Pedro Sanchez This Sunday he celebrated the second anniversary of his inauguration as President of the Government with a biased compilation video published on his social networks.

Sánchez has boasted that, thanks to his executive action, “we are a country that grows more than the rest of the advanced economies.” Observing that the incontrovertibly good macroeconomic data is essentially explained by the population growth caused by immigration.

The president has also noted the increase in the minimum wage and the protection of pension increases as achievements. Which only reveals the clientelist dynamic with which it strengthens the captive vote that makes up its dwindling social base.

And it is simply laughable that Sánchez has reaffirmed the “priority” granted by his government to “affordable housing”, when it is the subject in which the incompetence of his cabinet has been most evident.

Access to housing is more prohibitive than ever, and rent consumes an increasing portion of household budgets. The only thing that the Government has tried to alleviate it are the demagogic measures highlighted by Sánchez: eliminating the Golden Visa, regulating seasonal rentals and approving the Housing Law.

That is, eliminate an investor visa that barely represents between 0.3 and 0.5% of total home purchase and sale operations; the persecution of tourist rentals to which the Government itself pushes owners who flee from the leonine burdens imposed on rent; and a rule that is not being applied because many of the autonomous communities on which its execution depends refuse to support its disastrous interventionist approach.

Equally embarrassing is that the president congratulates himself on the approval of the Parity Law, while ignoring the negligence of the Ministry of Equality with the anti-abuse bracelets.

The video also contains misleading statements, such as that the Government has dedicated more than 8,000 million euros to the reconstruction of the areas affected by dana.

A figure that also includes guarantees and compensation paid by the Insurance Compensation Consortium, financed by the contributions of the insured, while direct aid on behalf of the central government is reduced to around 2.8 billion euros.

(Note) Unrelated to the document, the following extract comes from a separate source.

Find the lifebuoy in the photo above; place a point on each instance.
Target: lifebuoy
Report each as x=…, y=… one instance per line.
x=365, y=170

In addition to the sweetened account of political and socioeconomic reality, Sánchez’s cannot be considered a real balance due to the glaring omissions it contains.

Starting with the Amnesty Law, which is at the very origin of the investiture it commemorates.

But he has also not mentioned the judicial investigations for corruption against his family environment and his two former Organization secretaries.

Nor the unusual collapse that caused the general blackout, and that precisely revealed the dogmatic approach of the “climate commitment” of the Executive that it prides itself on.

Nor the immigration challenge, having avoided indicating how many foreigners have entered Spain legally or illegally in these two years.

It is obvious thatSánchez is speaking to retain his electoral fishing grounds. And hence he avoids the most compromising subjects.

But the logical thing is that Sánchez would have mentioned these core issues, to defend the relevance of the amnesty, the initiatives to combat corruption in his party or the reaction of the energy system to the blackout. His silence reveals that he can only be ashamed of his management in these matters.

In the same way that the president resorted to formulas such as “I don’t know” or “I don’t remember” in his recent appearance before the Senate investigation commission, Sánchez’s biannual memorandum also does not mention his constant “changes of opinion”, his “days of reflection” or anything of the deplorable things that have happened in these two years of ungovernability and absence of General State Budgets.

The president has assured that they have not stopped working “to improve the lives of ordinary people.” But the string of violations that marked his last term does not allow such a conclusion to be drawn. And there is no propaganda video that can lift two years in which Sánchez has gone from scandal to scandal.